Friday, January 3, 2014

Resistance is Futile!


Epiphanies being what they are, they are generally much more explosive in the moment to the person having them, than to others, but I still like to share mine with you. So humbly and with painstaking honesty I awoke this morning with a question in my soul; why do I resist so much?

Let me expand a bit, because some of you will be saying "hold on Dee, you're one of the most open people I know, you don't seem to resist very much!" and while I am pretty open minded and spiritually progressive, I am a very private person deep within, and have locked a lot of doors to walls around my heart. In my youth I was so naive I would believe just about anything anyone said if said with conviction and eye contact, because of my desire to believe in the honesty and good in all people. As I got older I had my heart broken again and again, and again... not by the lies of others, but my own naive desire to see others in a light that clearly didn't shine. I saw society as resistant, and putting up walls, and drawing lines of division and boundary, and expressing a lot of "this is MINE, go get your own" mentality. So I mimicked in my own way, without even really knowing I was doing it.
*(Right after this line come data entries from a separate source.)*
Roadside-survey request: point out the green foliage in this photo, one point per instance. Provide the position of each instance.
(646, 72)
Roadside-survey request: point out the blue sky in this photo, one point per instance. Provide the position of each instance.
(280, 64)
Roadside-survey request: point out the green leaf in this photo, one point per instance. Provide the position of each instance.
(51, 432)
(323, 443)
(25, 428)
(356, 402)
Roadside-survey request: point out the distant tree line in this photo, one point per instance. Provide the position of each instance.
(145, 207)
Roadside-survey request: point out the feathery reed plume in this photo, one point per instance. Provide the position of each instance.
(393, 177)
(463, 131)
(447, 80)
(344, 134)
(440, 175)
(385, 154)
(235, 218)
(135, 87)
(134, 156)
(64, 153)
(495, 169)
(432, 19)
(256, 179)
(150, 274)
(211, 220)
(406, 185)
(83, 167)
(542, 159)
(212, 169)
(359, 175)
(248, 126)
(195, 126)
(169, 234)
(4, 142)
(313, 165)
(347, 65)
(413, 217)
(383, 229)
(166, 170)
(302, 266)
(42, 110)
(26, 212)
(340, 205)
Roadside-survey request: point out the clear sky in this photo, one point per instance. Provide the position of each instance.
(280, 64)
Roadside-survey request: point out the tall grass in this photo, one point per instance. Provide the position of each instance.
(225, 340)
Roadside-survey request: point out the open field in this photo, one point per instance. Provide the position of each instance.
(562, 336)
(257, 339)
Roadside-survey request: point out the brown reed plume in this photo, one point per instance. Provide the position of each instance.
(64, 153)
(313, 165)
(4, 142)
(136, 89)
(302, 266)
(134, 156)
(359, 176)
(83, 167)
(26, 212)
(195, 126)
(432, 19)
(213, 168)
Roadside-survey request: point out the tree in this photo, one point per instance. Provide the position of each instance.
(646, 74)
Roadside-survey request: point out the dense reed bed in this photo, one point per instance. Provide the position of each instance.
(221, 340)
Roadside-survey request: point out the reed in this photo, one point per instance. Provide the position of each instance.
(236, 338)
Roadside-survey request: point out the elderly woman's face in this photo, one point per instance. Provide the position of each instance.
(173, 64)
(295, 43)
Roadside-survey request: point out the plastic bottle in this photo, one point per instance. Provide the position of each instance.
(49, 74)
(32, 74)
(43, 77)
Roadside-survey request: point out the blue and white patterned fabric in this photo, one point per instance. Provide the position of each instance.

I do it with my spiritual beliefs... Far out eh?

You know those silly chain letters that go around the internet? I think they're a great way for me to simply explain what I'm getting at here. I logged into Facebook today and saw a really cute picture, I liked the picture, and I wanted to immediately share the picture with my friends list, because it brought my heart joy and I wanted to share that. BUT... the jerk who posted the picture put a hex on it (tongue in cheek here) by making a big moral limitation and stating that if I did NOT share the picture, I would have five years of bad luck. I immediately scrolled down to the next item on my wall.

Then I wondered, why would I let someone's incessant need for "likes" and "shares" limit my desire to post a picture I genuinely liked? They obviously cursed the picture with five years bad luck for those who didn't share it because of their own insecurity, why would I feel the need to rebel against them?

So I decided right then and there, to stop resisting. So I shared it. And I broke someone's five year curse against me which my ego absolutely screams at in fury!!! My ego shouts "How could you pander to the emotional lackwit who sent the picture in the first place by sharing it? Now you've assuaged his vile and demonic curse and given him the slightest indication that you bought into it in the first place! You Dee, are a moron!"

And I gently cajole and rub my ego on the head, because it isn't about the pox the Facebook user attributed to the picture he sent out into the world wide web; it's about my resistance to it.

I saw the picture, loved it, desired to share it, then put up a wall as soon as my ego disagreed with the originator of the picture and their need to be spooky, or go viral. I know my magick is strong enough to overcome a silly on-line vexation, a simple saging of my laptop will right that calamity before it occurs, but my ego immediately wanted to smite the other persons ego by virtue of the walls I put up. How dare those walls be threatened by some ignorant louts curse upon me!!!

Resistance only deprived me the opportunity to share a picture I sincerely liked. And therein lies the true curse, because had I not shared it, my friends would have maybe not been bombarded by it, and it's a cute picture let's remember. And then maybe my friends wouldn't know I think of them and want to share smiles and laughter and joy with them via this computational collaborative creation called "laptop".

So curses be damned, I am going to stop resisting. My ego resists a lot of things, simply because of the message I fear I will give if I roll over and accept. And my ego needs to simmer down and stop taking itself so bloody seriously. So send me your chain letters, your cursed attachments, your poxy pictures, I will accept them. I may not share them all, as they may not all touch or move me, however I vow to not bypass one again simply because someone else is trying to exploit my "share" for their own stupid purposes.

So while I don't see myself being assimilated anytime soon, I will cheerily contend that when it comes to following my own heart versus sating the carnivorous needs of my ego, resistance is futile, and my ego shall starve.